The new fund will be structured as a management company listed on the New York Stock Exchange and will invest in large, publicly traded companies with competitive advantages that Ackman believes are undervalued. While the stock will be easily tradable, the fund will have a closed-end structure, meaning its assets cannot be redeemed, unlike a traditional mutual fund, allowing for a longer-term investing style.
Ackman’s focus on the valuation of the fund could be aimed at heading off concerns that its shares may trade at a discount to the underlying value of the investments, an issue that has dogged the group’s Amsterdam and London-listed fund, Pershing Square Holdings, for several years.
The discount at the European-listed trust has closed in recent months, with one person close to Ackman suggesting this was partly due to his elevated online presence over the past year.
Ackman referred to his social media following and heavy media coverage as “notoriety” in the presentation. “I have built up a large base of institutional and retail followers that follow our every move . . . Media interest is valuable in attracting investor interest and also in creating liquidity for our shareholders,” he said.
Pershing Square USA is registered as a so-called 40 Act fund, which carries fewer regulatory restrictions on communications than Pershing Square Holdings.
“The fund is just geared to retail,” said one investment manager who has spoken with Ackman. “He can have direct engagement in the US, that’s why he thinks it will trade up. He wasn’t allowed to tweet about his London-listed fund,” added the investor.
Ackman is also comparing the vehicle to an ordinary corporation and believes it could eventually be included in broad stock market indices. “This isn’t a closed-end fund, this is Bill Ackman Incorporated,” said the investor.
Ackman has also told prospective investors his fund will seek to buy toehold positions in some large companies going public, acting as an anchor shareholder in IPOs he deems a good opportunity.

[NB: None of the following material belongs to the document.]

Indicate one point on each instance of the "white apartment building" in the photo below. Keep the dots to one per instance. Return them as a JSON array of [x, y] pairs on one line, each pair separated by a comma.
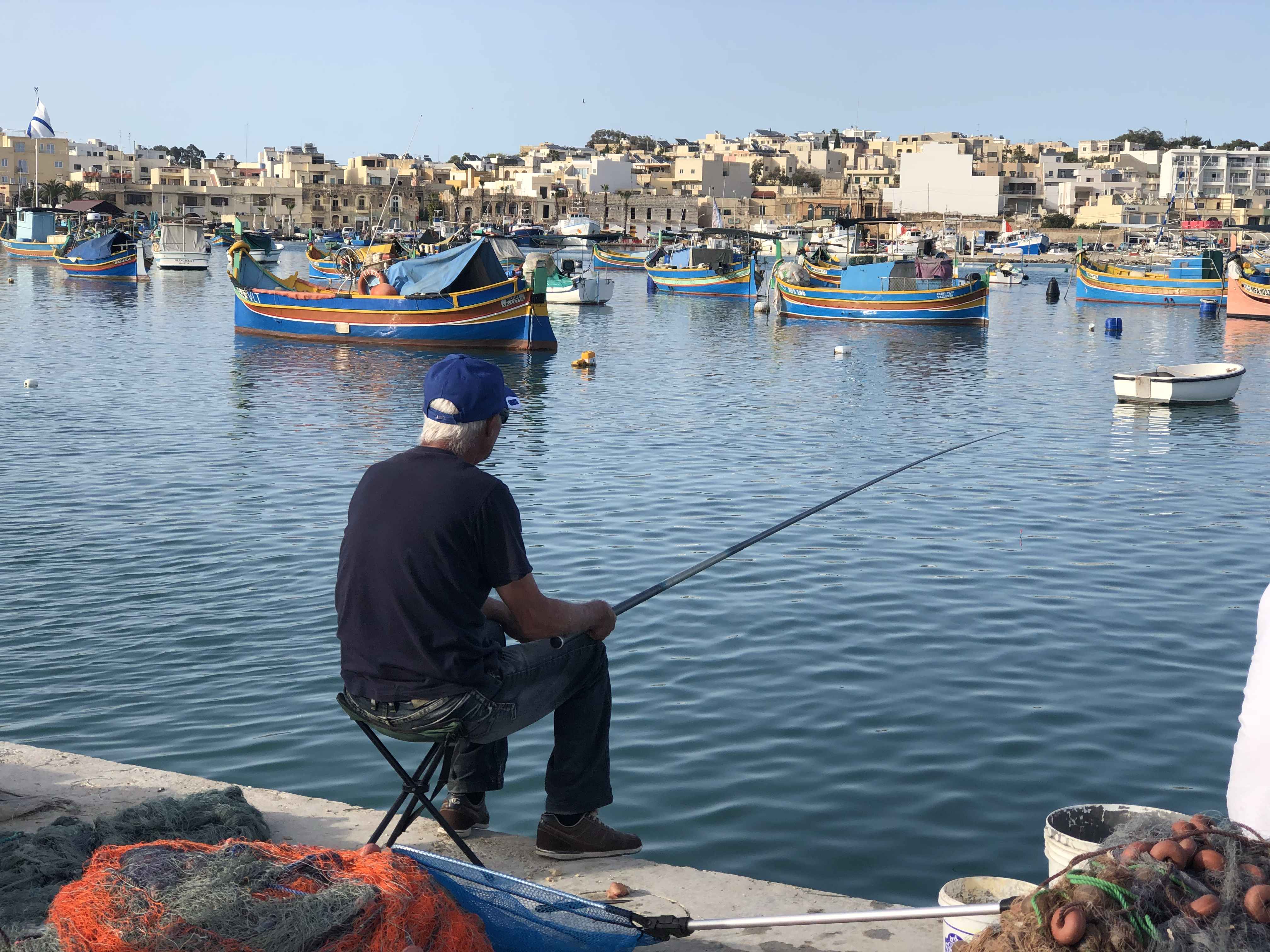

The fund could be the anchor shareholder of a separate Pershing Square-backed vehicle that is searching for a privately held company to take public. Ackman mentioned payments giant Stripe and Elon Musk’s Starlink, X and SpaceX as companies that the Pershing Square-backed vehicle could eventually take public with an anchor order from his US fund, according to a person who has heard Ackman’s pitch.
Ackman has also emphasised the strong performance of his Pershing Square Holdings vehicle during the Covid-19 period, which delivered a return of 183.8 per cent over the past five years to June 30. Performance was worse before the pandemic, however, as bets including a large investment in Valeant Pharmaceuticals lost billions and caused most institutional investors to pull their cash from his hedge fund.
Ackman plans to price the IPO at $50 a share, with a premium 2 per cent management fee akin to many hedge funds, without an accompanying performance fee. Pershing Square Holdings, its European counterpart, charges a 16 per cent fee on investment gains.
“You’re getting Bill Ackman for free,” concluded one investor of Ackman’s pitch. “You are getting me in my prime.”